TEMPO.CO, Jakarta - Kementerian Lingkungan Hidup dan Kehutanan (KLHK) menemukan banyak area di Tanah Air yang rusak akibat penambangan liar. Lahan-lahan ini akan direhabilitasi agar dapat kembali ke kondisi semula.
"Target kami, 25 persen sudah rampung pada 2019 mendatang," kata Direktur Jenderal Pengendalian Pencemaran dan Kerusakan Lingkungan (PPKL) KLHK Karliansyah di Jakarta, Senin, 7 Desember 2015. Berdasarkan data yang dikumpulkan KLHK pada September-Oktober lalu, mereka menemukan ada 4 ribu titik lahan yang rusak karena tambang liar.

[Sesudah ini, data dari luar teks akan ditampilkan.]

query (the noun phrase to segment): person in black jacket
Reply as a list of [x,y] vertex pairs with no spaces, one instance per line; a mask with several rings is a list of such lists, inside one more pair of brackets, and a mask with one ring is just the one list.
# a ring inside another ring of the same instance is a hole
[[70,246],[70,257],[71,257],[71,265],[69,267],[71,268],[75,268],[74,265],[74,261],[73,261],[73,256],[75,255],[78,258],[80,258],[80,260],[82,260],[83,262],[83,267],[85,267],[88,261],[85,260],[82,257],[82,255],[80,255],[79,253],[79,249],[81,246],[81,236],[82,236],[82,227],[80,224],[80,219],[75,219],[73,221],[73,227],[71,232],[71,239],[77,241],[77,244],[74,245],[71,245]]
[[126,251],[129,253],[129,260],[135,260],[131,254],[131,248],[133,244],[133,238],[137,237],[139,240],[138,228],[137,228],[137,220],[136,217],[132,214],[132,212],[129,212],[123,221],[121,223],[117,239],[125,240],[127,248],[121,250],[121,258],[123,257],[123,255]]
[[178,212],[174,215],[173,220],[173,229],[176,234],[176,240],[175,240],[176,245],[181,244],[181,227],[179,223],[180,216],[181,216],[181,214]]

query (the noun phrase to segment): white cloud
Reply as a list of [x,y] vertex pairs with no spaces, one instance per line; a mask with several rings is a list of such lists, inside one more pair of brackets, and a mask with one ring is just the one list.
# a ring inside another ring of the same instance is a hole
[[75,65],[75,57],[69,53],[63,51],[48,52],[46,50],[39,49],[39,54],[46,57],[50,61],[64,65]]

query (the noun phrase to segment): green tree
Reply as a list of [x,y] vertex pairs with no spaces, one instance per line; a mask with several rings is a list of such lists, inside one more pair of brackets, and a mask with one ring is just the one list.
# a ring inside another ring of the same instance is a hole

Tugas rehabilitasi ini dilimpahkan kepada Direktorat Pemulihan Kerusakan Lahan Akses Terbuka (PKLAT) KLHK. Direktur PKLAT KLHK Sulistyowati mengatakan sudah ada tiga lahan yang akan mulai dikerjakan.
"Kami akan mulai di Paser (Kalimantan Timur), Singkawang (Kalimantan Barat), dan Gunungkidul (Yogyakarta)," kata Sulistyowati. Ia mendapat anggaran Rp 4 miliar untuk pembenahan ini.
Langkah awal yang timnya lakukan adalah mendekati para kepala daerah untuk berkomitmen memberantas tambang liar di daerah masing-masing. Ia mengatakan sudah melakukan pembicaraan ekoregion di Jawa, Kalimantan, Sulawesi, dan Maluku serta Sumatera.
Mereka juga menyadarkan bahaya penggunaan bahan tambang ilegal, seperti merkuri dan sianida, terhadap tubuh manusia secara langsung. Di Pulau Buru, penambang liar mengaduk merkuri untuk memisahkan emas dengan tangan telanjang.
"Mereka tak tahu bahayanya, dan mengatakan tak berdampak apa-apa. Padahal ada resiko yang besar sekali," katanya. Bila terkena secara langsung, merkuri dapat menyebabkan kerusakan jaringan kulit.
Proses pengolahannya pun kurang diperhatikan. Setelah selesai memisahkan emas, merkuri langsung dibuang ke sungai atau tanah. Padahal, bila bahan ini tercampur ke bahan makanan atau hewan konsumsi, bisa menyebabkan keracunan dan kerusakan syaraf.
Bahaya inilah yang hendak diangkat KLHK, dan diharapkan mendapat perhatian penuh dari pemda setempat. Masyarakat harus disadarkan kalau tambang liar itu berbahaya bagi tubuh dan lingkungan, juga berdampak hukum.